La
29 Muestra Internacional de Teatro Contemporáneo de Santander se ha iniciado
este viernes con una mirada hacia atrás, recuperando un espectáculo que cuenta
con 46 años a su espalda: Quejío, de un Salvador Távora que por entonces
buscaba transmitir un mensaje mucho más escueto y directo que el de muchos de
sus montajes posteriores, un tanto excesivos en su concepto con el devenir del
tiempo. El fundador de La Cuadra de Sevilla siempre ha recurrido al flamenco
como seña de identidad, y Quejío es una muestra prístina y depurada de ello.
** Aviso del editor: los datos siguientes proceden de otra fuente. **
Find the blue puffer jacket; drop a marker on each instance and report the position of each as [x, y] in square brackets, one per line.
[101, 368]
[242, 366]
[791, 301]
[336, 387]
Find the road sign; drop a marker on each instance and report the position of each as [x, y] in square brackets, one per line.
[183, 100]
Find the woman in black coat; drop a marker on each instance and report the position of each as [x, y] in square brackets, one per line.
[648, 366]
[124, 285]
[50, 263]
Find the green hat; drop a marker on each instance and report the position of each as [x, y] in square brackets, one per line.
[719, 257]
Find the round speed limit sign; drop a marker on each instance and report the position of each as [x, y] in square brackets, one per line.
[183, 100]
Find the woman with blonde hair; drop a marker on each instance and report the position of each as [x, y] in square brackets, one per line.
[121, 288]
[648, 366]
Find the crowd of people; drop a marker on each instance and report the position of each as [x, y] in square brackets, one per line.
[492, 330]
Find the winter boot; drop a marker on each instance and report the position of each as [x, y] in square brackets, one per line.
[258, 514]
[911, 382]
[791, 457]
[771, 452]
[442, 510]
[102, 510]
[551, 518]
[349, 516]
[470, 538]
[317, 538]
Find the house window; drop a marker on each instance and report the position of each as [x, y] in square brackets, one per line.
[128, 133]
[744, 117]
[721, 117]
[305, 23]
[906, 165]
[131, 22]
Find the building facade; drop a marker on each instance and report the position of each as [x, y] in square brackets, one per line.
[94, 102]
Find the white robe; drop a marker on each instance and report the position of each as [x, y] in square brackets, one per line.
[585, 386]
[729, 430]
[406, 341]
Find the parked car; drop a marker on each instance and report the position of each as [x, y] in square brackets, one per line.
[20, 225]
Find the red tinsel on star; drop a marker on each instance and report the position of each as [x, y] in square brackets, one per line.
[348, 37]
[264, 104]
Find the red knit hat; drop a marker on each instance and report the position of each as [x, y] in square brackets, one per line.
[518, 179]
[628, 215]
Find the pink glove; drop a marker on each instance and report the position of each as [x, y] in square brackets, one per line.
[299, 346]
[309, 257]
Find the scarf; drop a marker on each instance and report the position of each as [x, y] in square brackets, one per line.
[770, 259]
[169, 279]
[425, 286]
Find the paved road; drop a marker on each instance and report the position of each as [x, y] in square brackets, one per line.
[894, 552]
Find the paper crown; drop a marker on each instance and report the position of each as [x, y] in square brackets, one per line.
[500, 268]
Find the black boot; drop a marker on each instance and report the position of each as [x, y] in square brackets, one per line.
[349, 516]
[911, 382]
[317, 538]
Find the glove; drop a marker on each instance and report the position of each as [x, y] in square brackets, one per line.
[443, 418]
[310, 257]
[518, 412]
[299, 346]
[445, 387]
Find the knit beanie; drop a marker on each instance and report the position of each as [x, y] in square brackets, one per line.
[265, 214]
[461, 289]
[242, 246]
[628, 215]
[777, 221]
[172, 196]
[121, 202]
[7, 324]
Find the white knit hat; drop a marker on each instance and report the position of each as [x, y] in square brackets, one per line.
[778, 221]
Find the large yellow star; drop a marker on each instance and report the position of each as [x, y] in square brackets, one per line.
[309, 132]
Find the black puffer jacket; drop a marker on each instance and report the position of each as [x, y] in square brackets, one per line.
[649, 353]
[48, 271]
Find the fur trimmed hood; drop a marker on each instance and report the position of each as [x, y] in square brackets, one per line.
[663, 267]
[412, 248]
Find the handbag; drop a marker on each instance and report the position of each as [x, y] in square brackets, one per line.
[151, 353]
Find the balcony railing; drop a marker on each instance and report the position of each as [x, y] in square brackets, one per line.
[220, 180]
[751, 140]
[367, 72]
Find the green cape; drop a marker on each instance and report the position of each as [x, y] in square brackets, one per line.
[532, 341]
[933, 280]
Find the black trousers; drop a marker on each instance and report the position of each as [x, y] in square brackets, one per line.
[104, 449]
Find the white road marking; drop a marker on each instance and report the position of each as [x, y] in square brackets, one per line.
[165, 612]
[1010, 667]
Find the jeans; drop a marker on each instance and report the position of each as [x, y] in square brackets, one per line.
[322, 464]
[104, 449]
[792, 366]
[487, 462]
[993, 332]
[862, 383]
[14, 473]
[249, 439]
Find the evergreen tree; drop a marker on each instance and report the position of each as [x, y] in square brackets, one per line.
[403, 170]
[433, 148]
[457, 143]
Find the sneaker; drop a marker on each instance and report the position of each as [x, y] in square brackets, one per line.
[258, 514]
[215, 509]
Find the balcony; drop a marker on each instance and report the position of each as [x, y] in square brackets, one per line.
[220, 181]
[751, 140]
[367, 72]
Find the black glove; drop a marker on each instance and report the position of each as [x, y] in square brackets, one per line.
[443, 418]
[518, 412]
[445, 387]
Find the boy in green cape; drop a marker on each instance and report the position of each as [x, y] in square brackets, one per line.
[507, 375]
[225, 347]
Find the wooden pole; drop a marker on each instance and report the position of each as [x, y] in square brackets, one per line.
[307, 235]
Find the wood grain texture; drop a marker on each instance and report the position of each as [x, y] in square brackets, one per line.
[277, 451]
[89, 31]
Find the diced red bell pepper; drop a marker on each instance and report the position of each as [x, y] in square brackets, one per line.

Bien está por parte de la Muestra el recuerdo y el homenaje al director,
recientemente galardonado con el Max de Honor. Otra cosa es que el montaje —su
adscripción a lo teatral seguramente daría mucho que discutir, pero no vamos a
entrar en ello— nos siga interesando hoy como en 1972. La respuesta es no. Quejío es deudora de una situación social, económica y política de una España
muy concreta, la España rural de la dictadura, anterior incluso en su
planteamiento al propio año 72. Quejío, en realidad, es lo que su nombre
mismo describe: un mero lamento, que quizá precisamente por ese carácter lastimero
no logra trascender. La obra no nos hace un planteamiento perdurable más allá
de su contexto, sino que se queda en un llanto —no llega a planto— ante una
situación coyuntural que hoy se nos antoja desfasada. La simbología del
espectáculo es demasiado sencilla: cadenas, cuerdas, ruido ensordecedor del
zapateado y los golpes contra el bidón o el suelo. Los artistas, mejor que
actores, cantan y bailan durante una hora intentando escenificar el peso de la
opresión al jornalero de la posguerra española desde una perspectiva marxista
pasiva. El espectáculo, aun no siendo largo, se hace reiterativo, al
sustentarse sobre unas letras muy básicas y repetitivas y sobre unos elementos
escénicos muy limitados —esencialmente, las cuerdas con las que los artistas se
debaten sin cesar durante toda la obra—. No hay nada que reprochar a la buena
labor de la guitarra (Jaime Burgos), tampoco a los cantaores (Manuel Vera,
Floencio Gerena, Manuel Márquez) ni al bailaor (Juan Martín: este en particular
se deja la piel en las tablas) más allá del concepto de su director. En su día
debió resultar interesante la sensación de oscuridad rasgada apenas por la luz
de los candiles, el juego inquietante de las sombras, la corta distancia que da
cuerpo tangible al polvo y al sudor, la violencia de los trallazos de las
cuerdas en escena. Hoy, en cambio, todo ello demanda un aliento más amplio que
supere su emotiva arqueología.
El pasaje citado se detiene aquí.